An answer to this question on the Scientific Computing Stack Exchange.

Question

A typical way of dealing with I/O in MPI parallel programs is to either read all data to a single node and dispatch to the other nodes accordingly, or send all data to a single node and write from this node.

I currently use blocking communication.

Since the "master" process can only communicate with one node at a time, most nodes are stuck in the blocking communication step : they essentially "do nothing" while they wait for the master to send/receive. This is completely understandable.

However, when I have a look at CPU usage using "top", all copies of the program have a full 99 - 100% CPU usage. This means that (contrary to my initial guess) waiting for the other side of the communication is not an "idle task" taking up a fairly low amount of CPU, but rather a "busy" one.

How can I reduce the CPU usage for these "waiting" nodes ? Is non-blocking communication relevant here ?

Thanks for any answer,

Answer

It depends on the communication settings you use for MPI. In blocking communication, MPI has three wait modes.

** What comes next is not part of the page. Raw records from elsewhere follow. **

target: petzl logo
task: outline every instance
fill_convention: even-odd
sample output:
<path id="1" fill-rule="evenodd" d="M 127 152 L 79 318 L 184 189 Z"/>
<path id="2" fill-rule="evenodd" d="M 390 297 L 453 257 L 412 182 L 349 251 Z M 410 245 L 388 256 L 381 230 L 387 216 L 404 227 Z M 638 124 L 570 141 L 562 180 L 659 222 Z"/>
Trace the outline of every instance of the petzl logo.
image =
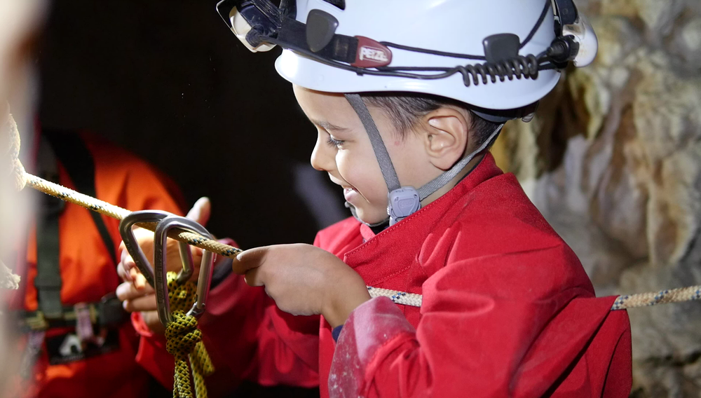
<path id="1" fill-rule="evenodd" d="M 356 36 L 358 50 L 355 62 L 350 64 L 361 68 L 374 68 L 388 65 L 392 62 L 392 51 L 374 40 L 362 36 Z"/>
<path id="2" fill-rule="evenodd" d="M 388 62 L 387 54 L 381 48 L 375 48 L 367 46 L 360 48 L 360 60 L 372 60 L 378 62 Z"/>

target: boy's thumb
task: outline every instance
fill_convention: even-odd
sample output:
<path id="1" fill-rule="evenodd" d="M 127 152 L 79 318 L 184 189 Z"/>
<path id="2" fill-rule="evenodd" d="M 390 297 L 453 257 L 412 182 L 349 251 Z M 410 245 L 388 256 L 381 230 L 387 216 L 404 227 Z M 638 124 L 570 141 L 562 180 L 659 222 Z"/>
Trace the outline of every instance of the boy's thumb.
<path id="1" fill-rule="evenodd" d="M 210 198 L 203 196 L 195 202 L 185 217 L 204 226 L 210 219 L 211 212 L 212 203 L 210 202 Z"/>

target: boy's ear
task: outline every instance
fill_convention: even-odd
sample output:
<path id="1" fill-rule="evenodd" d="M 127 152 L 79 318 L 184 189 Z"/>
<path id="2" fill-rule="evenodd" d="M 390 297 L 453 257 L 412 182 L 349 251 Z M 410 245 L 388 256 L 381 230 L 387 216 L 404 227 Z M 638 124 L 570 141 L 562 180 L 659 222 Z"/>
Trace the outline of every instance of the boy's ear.
<path id="1" fill-rule="evenodd" d="M 447 170 L 463 158 L 470 130 L 468 117 L 448 107 L 440 108 L 424 116 L 424 145 L 434 166 Z"/>

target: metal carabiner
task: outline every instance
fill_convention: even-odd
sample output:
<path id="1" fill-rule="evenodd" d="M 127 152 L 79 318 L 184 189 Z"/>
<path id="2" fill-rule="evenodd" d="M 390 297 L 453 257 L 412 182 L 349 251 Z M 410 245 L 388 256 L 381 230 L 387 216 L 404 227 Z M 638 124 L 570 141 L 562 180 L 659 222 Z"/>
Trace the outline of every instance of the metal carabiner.
<path id="1" fill-rule="evenodd" d="M 158 308 L 158 319 L 163 326 L 172 320 L 170 316 L 170 301 L 168 299 L 168 284 L 167 278 L 164 277 L 165 272 L 165 251 L 168 243 L 168 231 L 177 228 L 198 233 L 207 238 L 213 237 L 203 226 L 199 224 L 179 216 L 171 215 L 164 218 L 156 228 L 156 236 L 154 240 L 154 264 L 156 274 L 156 298 Z M 179 282 L 185 282 L 192 276 L 193 271 L 192 264 L 192 253 L 190 246 L 186 243 L 179 242 L 179 249 L 180 258 L 183 261 L 183 270 L 178 274 Z M 187 312 L 188 315 L 199 317 L 205 312 L 207 297 L 209 296 L 210 285 L 212 282 L 212 272 L 214 254 L 204 250 L 202 253 L 202 261 L 200 266 L 200 273 L 197 281 L 197 300 L 192 308 Z"/>
<path id="2" fill-rule="evenodd" d="M 134 236 L 132 227 L 135 224 L 140 223 L 159 223 L 165 217 L 172 215 L 174 215 L 172 213 L 161 210 L 140 210 L 130 214 L 119 222 L 119 235 L 122 237 L 122 241 L 124 242 L 127 252 L 134 259 L 137 268 L 146 277 L 147 282 L 154 287 L 156 287 L 154 281 L 154 268 L 146 258 L 146 255 L 144 254 L 143 250 L 139 247 L 139 242 L 137 242 L 136 237 Z M 192 263 L 191 258 L 190 263 Z"/>

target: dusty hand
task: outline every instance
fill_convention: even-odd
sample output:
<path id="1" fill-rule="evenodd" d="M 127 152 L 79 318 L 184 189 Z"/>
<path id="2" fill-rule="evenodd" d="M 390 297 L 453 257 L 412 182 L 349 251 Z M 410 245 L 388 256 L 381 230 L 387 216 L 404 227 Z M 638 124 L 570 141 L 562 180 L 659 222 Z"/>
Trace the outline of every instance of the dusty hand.
<path id="1" fill-rule="evenodd" d="M 188 212 L 186 217 L 205 225 L 210 217 L 210 200 L 207 198 L 200 198 Z M 134 231 L 134 235 L 147 258 L 153 259 L 154 233 L 143 228 L 137 228 Z M 146 282 L 146 278 L 136 267 L 136 263 L 126 251 L 123 242 L 120 245 L 119 249 L 121 251 L 120 254 L 121 261 L 117 266 L 117 273 L 125 282 L 117 287 L 117 297 L 123 301 L 124 309 L 127 311 L 140 312 L 144 322 L 151 330 L 156 333 L 163 333 L 164 329 L 158 320 L 154 288 Z M 166 268 L 169 271 L 179 271 L 182 268 L 182 263 L 177 249 L 177 242 L 169 239 L 167 249 Z M 192 257 L 195 266 L 193 277 L 196 278 L 199 271 L 202 250 L 192 247 Z"/>
<path id="2" fill-rule="evenodd" d="M 309 245 L 247 250 L 232 263 L 251 286 L 265 286 L 278 307 L 296 315 L 321 314 L 334 327 L 370 299 L 360 275 L 336 256 Z"/>

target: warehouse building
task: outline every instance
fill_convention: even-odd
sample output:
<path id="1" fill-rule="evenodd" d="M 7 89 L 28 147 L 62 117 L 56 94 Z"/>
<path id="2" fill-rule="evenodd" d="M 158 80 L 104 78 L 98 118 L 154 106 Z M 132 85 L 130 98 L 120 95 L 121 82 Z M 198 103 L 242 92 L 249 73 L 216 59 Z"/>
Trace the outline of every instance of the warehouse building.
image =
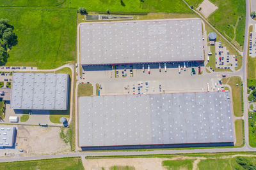
<path id="1" fill-rule="evenodd" d="M 79 98 L 84 150 L 233 146 L 228 92 Z"/>
<path id="2" fill-rule="evenodd" d="M 0 126 L 0 148 L 12 147 L 16 136 L 16 127 Z"/>
<path id="3" fill-rule="evenodd" d="M 81 64 L 202 61 L 202 28 L 200 18 L 83 23 Z"/>
<path id="4" fill-rule="evenodd" d="M 15 73 L 11 108 L 67 110 L 68 81 L 68 74 Z"/>

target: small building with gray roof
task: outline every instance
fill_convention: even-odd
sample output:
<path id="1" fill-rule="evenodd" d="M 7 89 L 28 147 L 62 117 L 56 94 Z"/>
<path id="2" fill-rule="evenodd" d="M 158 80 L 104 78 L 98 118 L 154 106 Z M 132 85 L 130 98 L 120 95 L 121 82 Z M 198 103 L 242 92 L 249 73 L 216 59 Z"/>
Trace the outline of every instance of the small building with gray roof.
<path id="1" fill-rule="evenodd" d="M 81 64 L 202 61 L 202 28 L 200 18 L 83 23 Z"/>
<path id="2" fill-rule="evenodd" d="M 228 92 L 80 97 L 79 146 L 233 146 L 231 106 Z"/>
<path id="3" fill-rule="evenodd" d="M 0 126 L 0 148 L 13 146 L 15 137 L 16 127 Z"/>
<path id="4" fill-rule="evenodd" d="M 68 74 L 15 73 L 11 108 L 67 110 L 68 84 Z"/>

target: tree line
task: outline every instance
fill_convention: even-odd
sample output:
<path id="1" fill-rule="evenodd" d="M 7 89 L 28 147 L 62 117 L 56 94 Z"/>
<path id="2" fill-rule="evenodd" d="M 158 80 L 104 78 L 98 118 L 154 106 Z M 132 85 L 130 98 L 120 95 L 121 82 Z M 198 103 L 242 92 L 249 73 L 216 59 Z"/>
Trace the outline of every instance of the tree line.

Aggressive busy wait. This is a kind of default mode. Open MPI, at least, uses this when it thinks it is exactly- or under-subscribed (number of processes<=number of processesors). In this mode processes will never voluntarily give up the processor to other processes. OpenMPI spins in tight loops attempting to make message passing progress as fast as possible. Other processes to not get any CPU cycles and never progress. Force this mode with: mpirun -np N --mca mpi_yield_when_idle 0 ./a.out
Degraded busy wait. Useful if you are oversubscribed (number of processes>number of processors), processes frequently yield the processor, thereby allowing multiple processes to progress. Slightly slower than aggressive mode if you are not oversubscribed. Force this mode with: mpirun -np N --mca mpi_yield_when_idle 1 ./a.out
Polling. This one you have to set up yourself by, e.g., calling MPI_Iprobe() in a loop with a sleep call.